OpenCGA is an open-source platform that aims to provide a full stack solution for big data analysis and visualisation of genomic data. OpenCGA has been designed to provide a secure, high-performance and scalable solution. OpenCGA covers all aspects of genomic analysis: metadata database, authentication and security, variant normalisation and aggregation, variant annotation, highly scalable variant NoSQL storage engine, alignment and coverage, big data variant analysis, RESTful web services, visualisation
OpenCGA is developed and maintained in the University of Cambridge and it is currently used by several big data projects such as GEL (Genomics England).
In this section you will find a summary of the main features of OpenCGA.
Catalog Metadata and Security
OpenCGA Catalog is one of the most important components. Catalog implements the data models, allow custom annotations, implement permissions, ... An audit system has also been implemented.
Catalog Data Models and Annotations
- Rich data models implemented for studies, files, samples, individuals, families, ...
- Advanced free data model implemented for storing custom annotations such as stats or clinical data from patients. Users can define confidential annotations only visible for authorised users.
- Catalog database has been implemented using MongoDB to provide a high-performance and scalable query engine.
- Catalog can use Solr as a secondary index to calculate complex annotations and stats.
Authentication and Permissions
- OpenCGA comes with a built-in authentication system. Other systems are also supported such as LDAP or Microsoft Azure AD (under development). Authentication tokens use JWT standard which facilitate the creation of federated systems.
- Advanced and efficient resource permission system implemented in Catalog. You can define different permissions such as VIEW, WRITE or DELETE at study level or at any specific document. This allow to share data with other users. More information at Sharing and Permissions.
OpenCGA can manage alignment data. BAM files can be indexed and coverage calculated.
- Query indexed BAM files, allowed filters include by region, mapping quality, number of mismatches, properly paired, ...
- GA4GH data model used for alignments
- Google gRPC is used as an alternative to REST (JSON) to improve performance.
- Coverage can be calculated and stored in a BigWig file.
- Coverage queries at any window size or zoom.
OpenCGA provides a framework for implementing big data variant storage engines which support: real-time queries, interactive complex data aggregations, full-text search, variant analysis, ... The framework takes care of several common operations such as variant normalisation, sample genotype aggregation, variant stats calculation, variant annotation, secondary indexing or in-memory cache. Two different engines are implemented using NoSQL databases: MongoDB and HBase.

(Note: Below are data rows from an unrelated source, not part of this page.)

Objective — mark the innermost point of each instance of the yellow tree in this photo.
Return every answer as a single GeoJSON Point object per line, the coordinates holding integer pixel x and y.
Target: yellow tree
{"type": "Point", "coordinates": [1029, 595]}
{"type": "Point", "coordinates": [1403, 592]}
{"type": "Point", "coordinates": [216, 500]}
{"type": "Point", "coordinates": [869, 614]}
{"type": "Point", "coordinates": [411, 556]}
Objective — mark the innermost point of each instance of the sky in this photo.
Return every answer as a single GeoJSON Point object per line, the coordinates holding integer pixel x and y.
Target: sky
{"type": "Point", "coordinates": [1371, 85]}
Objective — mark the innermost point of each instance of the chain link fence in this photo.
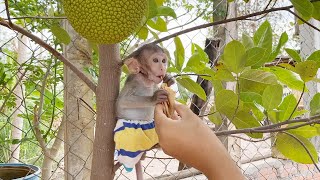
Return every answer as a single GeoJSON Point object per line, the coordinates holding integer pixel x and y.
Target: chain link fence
{"type": "Point", "coordinates": [47, 114]}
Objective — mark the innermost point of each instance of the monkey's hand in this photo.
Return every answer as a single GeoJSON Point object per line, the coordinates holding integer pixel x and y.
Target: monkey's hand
{"type": "Point", "coordinates": [168, 79]}
{"type": "Point", "coordinates": [160, 96]}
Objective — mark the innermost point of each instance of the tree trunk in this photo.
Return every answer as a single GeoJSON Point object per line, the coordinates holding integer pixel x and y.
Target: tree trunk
{"type": "Point", "coordinates": [17, 122]}
{"type": "Point", "coordinates": [106, 96]}
{"type": "Point", "coordinates": [212, 47]}
{"type": "Point", "coordinates": [233, 144]}
{"type": "Point", "coordinates": [198, 104]}
{"type": "Point", "coordinates": [79, 125]}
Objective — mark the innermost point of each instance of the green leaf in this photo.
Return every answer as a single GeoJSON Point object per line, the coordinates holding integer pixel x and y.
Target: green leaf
{"type": "Point", "coordinates": [194, 64]}
{"type": "Point", "coordinates": [286, 108]}
{"type": "Point", "coordinates": [224, 74]}
{"type": "Point", "coordinates": [61, 34]}
{"type": "Point", "coordinates": [315, 56]}
{"type": "Point", "coordinates": [272, 97]}
{"type": "Point", "coordinates": [305, 131]}
{"type": "Point", "coordinates": [166, 11]}
{"type": "Point", "coordinates": [143, 33]}
{"type": "Point", "coordinates": [289, 78]}
{"type": "Point", "coordinates": [192, 87]}
{"type": "Point", "coordinates": [254, 56]}
{"type": "Point", "coordinates": [159, 24]}
{"type": "Point", "coordinates": [257, 112]}
{"type": "Point", "coordinates": [256, 80]}
{"type": "Point", "coordinates": [2, 75]}
{"type": "Point", "coordinates": [263, 37]}
{"type": "Point", "coordinates": [217, 85]}
{"type": "Point", "coordinates": [244, 120]}
{"type": "Point", "coordinates": [214, 116]}
{"type": "Point", "coordinates": [250, 97]}
{"type": "Point", "coordinates": [247, 41]}
{"type": "Point", "coordinates": [159, 2]}
{"type": "Point", "coordinates": [234, 56]}
{"type": "Point", "coordinates": [315, 105]}
{"type": "Point", "coordinates": [183, 94]}
{"type": "Point", "coordinates": [227, 103]}
{"type": "Point", "coordinates": [316, 12]}
{"type": "Point", "coordinates": [153, 9]}
{"type": "Point", "coordinates": [307, 70]}
{"type": "Point", "coordinates": [304, 7]}
{"type": "Point", "coordinates": [294, 150]}
{"type": "Point", "coordinates": [208, 73]}
{"type": "Point", "coordinates": [179, 53]}
{"type": "Point", "coordinates": [293, 54]}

A secondary index using Solr is nicely integrated with the two implementations. By implementing variant storage engines with NoSQL databases we ensure a fast response time and high concurrent queries.
- Advanced variant normalisation implemented supporting multi-allelic split or left-alignment of INDELs among others.
- High quality sample genotype aggregation supporting multi-allelic variants, overlapping SNV-INDEL or structural variants. HBase storage engine can aggregate tens of thousands of samples efficiently. Current design and implementation should scale to hundreds of thousands of samples.
- Dynamic variant storage, you can add or remove samples dynamically from the variant storage efficiently
- Rich and efficient variant data model implemented. Variant data model support different studies, file information, samples information and a rich variant annotation. Sample genotypes are efficiently stored to scale to hundreds of thousands of genotypes, this allows to optimise analysis by minimising the disk usage and memory consumption.
- Structural variants are fully supported incliuding SNV, INDEL, insertion, deletions, CNV, ...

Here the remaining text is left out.